À l’issue de son investiture, le président de la République, Mamadi Doumbouya, a de nouveau réaffirmé sa volonté de dialogue à l’endroit de la classe politique guinéenne. Dans son message, il a insisté sur la nécessité de l’unité nationale et du dépassement des clivages pour construire un avenir commun.
« Ma main reste tendue à toutes les filles et à tous les fils de Guinée. On ne construit pas une nation dans la division, ni ne bâtit la prospérité sur la haine », a-t-il déclaré.
Cette nouvelle main tendue suscite toutefois une réaction mesurée au sein de l’Union des Forces Républicaines (UFR).

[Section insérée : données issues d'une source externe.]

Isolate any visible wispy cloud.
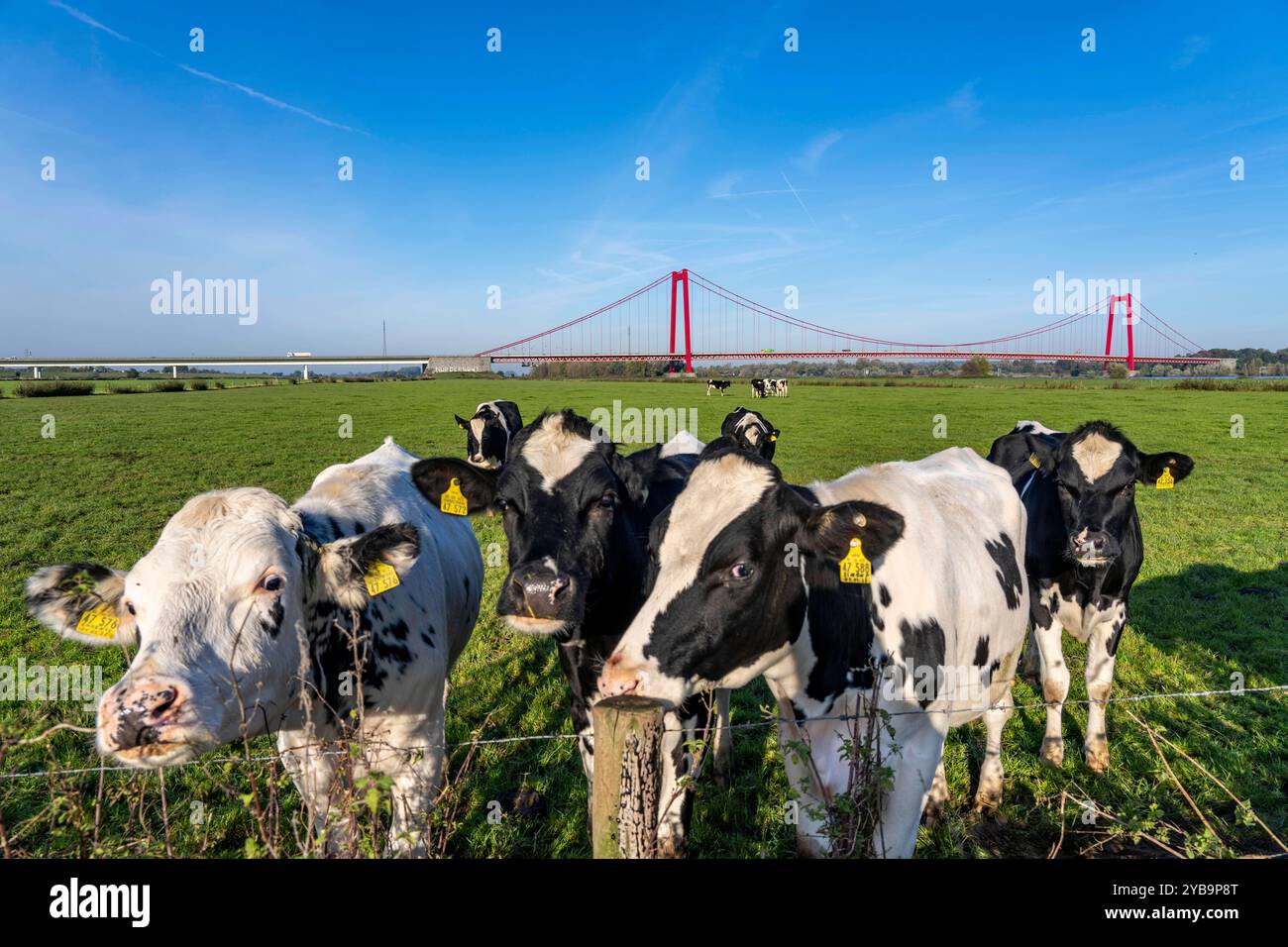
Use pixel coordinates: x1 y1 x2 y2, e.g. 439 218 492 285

Interrogé à ce sujet, le vice-président du parti, Goyo Zoumanigui, estime que l’essentiel réside moins dans le discours que dans l’action concrète au service du pays. « Qu’il tend sa main ou qu’il ne tend pas sa main, nous, nous sommes là pour travailler pour la République », affirme-t-il.

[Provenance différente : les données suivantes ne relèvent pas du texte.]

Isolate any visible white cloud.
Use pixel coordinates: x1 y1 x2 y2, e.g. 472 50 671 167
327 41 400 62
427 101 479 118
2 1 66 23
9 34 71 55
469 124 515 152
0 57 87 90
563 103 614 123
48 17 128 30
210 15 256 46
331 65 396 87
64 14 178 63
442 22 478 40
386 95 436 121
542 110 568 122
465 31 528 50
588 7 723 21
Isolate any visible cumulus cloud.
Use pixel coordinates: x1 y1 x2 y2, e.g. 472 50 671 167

Concernant l’attitude que pourraient adopter les responsables de l’opposition actuellement en exil, notamment le président de l’UFR, Sidya Touré, Goyo Zoumanigui se montre prudent. « Non, je n’ai pas de réponse pour ça », se limite-t-il à déclarer.

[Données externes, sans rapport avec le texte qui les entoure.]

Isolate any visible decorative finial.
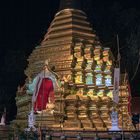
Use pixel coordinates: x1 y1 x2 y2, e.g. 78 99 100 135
59 0 81 10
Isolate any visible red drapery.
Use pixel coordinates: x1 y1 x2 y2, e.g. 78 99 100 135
34 78 54 112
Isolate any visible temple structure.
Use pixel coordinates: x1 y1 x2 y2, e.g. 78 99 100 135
12 0 133 131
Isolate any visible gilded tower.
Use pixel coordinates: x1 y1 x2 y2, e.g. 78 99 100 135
13 0 131 130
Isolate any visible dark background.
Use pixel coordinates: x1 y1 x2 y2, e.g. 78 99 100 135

Revenant sur sa participation personnelle à la cérémonie d’investiture, le vice-président de l’UFR fait la distinction entre engagement individuel et position officielle du parti. « Chez nous, ça ne se décide pas comme ça. Moi, si c’est individuel, je m’engage, je serai parti. Mais en tant que parti politique, l’UFR, je ne sais pas qu’est-ce que les responsables allaient décider. »
Pour l’heure, l’UFR adopte ainsi une posture d’attente, affirmant se concentrer sur son travail politique et ses actions, plutôt que sur les appels au dialogue formulés par le chef de l’État.